With low oil and natural gas prices making some plays uneconomic for drilling, U.S. oil and gas companies have been forced to reclassify some oil and gas reserves.
According to Ernst & Young’s 2015 U.S. Oil and Gas Reserves Study, the top 50 U.S. E&P companies to revise downward their proven oil reserves by 4.1 billion barrels and natural gas reserves by 40 trillion cubic feet (Tcf). These companies also recorded declines in their end-of-year oil and gas reserves. Oil reserves declined 12 percent to 24.1 billion in 2015, while gas reserves fell 21 percent to 147.0 Tcf..
Companies have been forced to make the revisions as some reserves today don’t meet the U.S. Securities and Exchange Commission’s definition of proved developed reserves. Some companies in the study also had to remove proven undeveloped reserves (PUDS) because they didn’t meet the SEC threshold for a PUD in the current pricing environment. This not only includes PUDS that are uneconomic for drilling, but because the companies that own them face bankruptcy or significant liquidity issues, said Herb Listen, Assurance Oil and Gas Leader for Ernst & Young LLP in the U.S., during a media briefing Tuesday in Houston.
“One of the things to remember when we talk about reserve revisions is that these reserves are still in the ground,” said John Russell, U.S. Oil & Gas Assurance Partner, during the briefing. “They just don’t meet the definition for reporting anymore.” To meet that definition, a different price environment, or different technology that can produce oil and gas at lower cost, is needed.
Russell told reporters that he expects production to flatten out in 2016 and in 2017. He saw a similar delay in declining oil prices impacting production, when production didn’t start to fall off in 2009 and 2010 in response to the 2008 oil price downturn.
According to the study – which focused on the top 50 largest U.S. E&P companies by the size of their end-of-year oil and gas estimates – companies slashed their 2015 capital spending by 41 percent from 2014 levels and recorded property impairments of $141.8 billion. Despite these cuts, U.S. oil and gas production continued to grow in 2015. From 2006 to 2015, combined U.S. oil and gas production for the companies studied grew six percent on average.
“When you look at 2015 alone on a BOE production basis, production was up six percent over 2014,” said Listen. “It’s amazing when you think about the significant CAPEX cutbacks companies made in 2015. What that tells us that the activity already underway in early and mid-2014 continued to sustain.”
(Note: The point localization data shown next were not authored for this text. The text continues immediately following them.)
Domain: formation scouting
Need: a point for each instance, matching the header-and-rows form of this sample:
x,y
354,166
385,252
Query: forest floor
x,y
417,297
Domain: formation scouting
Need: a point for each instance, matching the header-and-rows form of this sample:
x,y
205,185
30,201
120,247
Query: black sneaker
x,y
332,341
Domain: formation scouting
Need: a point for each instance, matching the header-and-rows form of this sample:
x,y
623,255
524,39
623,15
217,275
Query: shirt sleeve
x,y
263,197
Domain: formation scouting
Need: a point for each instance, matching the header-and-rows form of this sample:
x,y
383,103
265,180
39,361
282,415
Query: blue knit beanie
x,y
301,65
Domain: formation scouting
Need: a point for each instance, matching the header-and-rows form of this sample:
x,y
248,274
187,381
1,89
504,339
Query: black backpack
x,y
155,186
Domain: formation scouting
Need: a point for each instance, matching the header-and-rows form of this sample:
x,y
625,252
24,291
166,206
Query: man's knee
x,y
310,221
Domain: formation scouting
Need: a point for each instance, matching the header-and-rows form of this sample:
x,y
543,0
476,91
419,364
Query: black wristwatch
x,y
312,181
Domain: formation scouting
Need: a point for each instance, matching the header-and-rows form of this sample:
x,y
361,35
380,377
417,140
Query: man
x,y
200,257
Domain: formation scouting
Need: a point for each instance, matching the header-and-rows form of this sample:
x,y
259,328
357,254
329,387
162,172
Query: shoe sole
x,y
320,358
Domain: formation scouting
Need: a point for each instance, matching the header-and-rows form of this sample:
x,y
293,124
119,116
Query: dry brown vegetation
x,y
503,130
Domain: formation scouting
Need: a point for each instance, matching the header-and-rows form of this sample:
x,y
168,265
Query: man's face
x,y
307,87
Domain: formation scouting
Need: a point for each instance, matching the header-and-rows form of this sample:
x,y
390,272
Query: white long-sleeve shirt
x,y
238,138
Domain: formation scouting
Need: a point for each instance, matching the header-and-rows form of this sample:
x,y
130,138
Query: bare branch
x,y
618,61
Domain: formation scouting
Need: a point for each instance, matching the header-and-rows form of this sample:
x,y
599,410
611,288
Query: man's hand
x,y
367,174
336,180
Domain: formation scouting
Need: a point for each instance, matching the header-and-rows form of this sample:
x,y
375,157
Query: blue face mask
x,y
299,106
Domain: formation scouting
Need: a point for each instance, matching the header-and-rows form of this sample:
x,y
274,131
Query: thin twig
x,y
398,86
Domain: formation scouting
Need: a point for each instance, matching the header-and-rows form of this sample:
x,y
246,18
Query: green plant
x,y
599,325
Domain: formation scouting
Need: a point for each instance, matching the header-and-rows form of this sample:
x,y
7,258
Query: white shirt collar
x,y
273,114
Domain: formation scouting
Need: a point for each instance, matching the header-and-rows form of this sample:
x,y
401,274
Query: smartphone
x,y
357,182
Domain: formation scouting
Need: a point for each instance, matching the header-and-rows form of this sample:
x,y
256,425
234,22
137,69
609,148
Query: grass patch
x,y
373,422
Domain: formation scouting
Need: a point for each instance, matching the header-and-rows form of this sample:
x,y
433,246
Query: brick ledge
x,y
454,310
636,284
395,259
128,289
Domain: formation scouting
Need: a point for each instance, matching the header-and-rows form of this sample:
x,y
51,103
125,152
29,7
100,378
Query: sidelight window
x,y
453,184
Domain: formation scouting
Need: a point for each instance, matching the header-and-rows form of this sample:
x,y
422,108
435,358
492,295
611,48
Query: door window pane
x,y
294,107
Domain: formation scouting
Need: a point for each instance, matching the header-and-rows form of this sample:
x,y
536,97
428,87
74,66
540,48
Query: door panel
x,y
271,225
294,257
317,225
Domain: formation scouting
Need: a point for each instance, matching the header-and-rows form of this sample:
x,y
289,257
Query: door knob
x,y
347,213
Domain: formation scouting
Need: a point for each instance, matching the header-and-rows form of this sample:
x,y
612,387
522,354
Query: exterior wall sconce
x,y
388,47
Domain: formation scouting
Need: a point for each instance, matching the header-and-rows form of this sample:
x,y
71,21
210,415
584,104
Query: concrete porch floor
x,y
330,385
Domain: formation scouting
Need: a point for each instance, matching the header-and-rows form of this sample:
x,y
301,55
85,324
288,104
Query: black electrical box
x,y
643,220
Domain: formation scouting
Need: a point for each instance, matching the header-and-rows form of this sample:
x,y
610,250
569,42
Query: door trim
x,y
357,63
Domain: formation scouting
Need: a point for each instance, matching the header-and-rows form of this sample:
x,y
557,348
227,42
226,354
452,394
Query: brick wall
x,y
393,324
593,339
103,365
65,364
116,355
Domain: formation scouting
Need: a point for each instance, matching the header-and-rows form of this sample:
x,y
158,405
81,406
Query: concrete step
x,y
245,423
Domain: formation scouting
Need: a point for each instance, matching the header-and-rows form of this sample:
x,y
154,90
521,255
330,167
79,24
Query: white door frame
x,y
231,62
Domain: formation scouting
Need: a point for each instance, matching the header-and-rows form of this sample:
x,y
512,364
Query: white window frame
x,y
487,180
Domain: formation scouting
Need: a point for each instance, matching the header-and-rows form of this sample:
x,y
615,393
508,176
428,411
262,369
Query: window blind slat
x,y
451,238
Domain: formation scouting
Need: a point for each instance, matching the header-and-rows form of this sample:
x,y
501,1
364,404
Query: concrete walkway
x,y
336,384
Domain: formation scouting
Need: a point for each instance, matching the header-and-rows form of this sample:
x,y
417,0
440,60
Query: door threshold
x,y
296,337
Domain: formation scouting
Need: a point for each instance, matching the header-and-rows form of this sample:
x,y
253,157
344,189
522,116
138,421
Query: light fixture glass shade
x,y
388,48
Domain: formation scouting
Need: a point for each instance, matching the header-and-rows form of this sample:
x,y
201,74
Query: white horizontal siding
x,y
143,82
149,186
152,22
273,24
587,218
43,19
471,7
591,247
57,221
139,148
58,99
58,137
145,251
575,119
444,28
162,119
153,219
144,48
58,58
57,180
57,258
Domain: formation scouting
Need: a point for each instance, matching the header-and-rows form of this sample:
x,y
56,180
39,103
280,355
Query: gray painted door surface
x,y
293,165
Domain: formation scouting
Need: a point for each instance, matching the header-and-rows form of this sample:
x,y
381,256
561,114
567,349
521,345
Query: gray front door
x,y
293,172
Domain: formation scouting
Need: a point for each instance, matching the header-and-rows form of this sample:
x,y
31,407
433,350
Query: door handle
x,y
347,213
Now that U.S. E&P companies have found themselves in the Era of Abundance, companies will seek to flourish by making smart decisions around costs, acquisitions and efficient operations, Listen said. Right now, companies are doing what they can to cover P&A [plugging and abandonment] costs and drill the wells they have to drill. Some companies are not completing wells to keep a lid on spending, Russell said. The companies E&Y works with also are focused on development spending ahead of exploration spending.
“You’re seeing a lot of maneuvering by companies to live within the current cash flow environment,” Russell commented. “It will take a while before industry starts spending again, depending on the players.”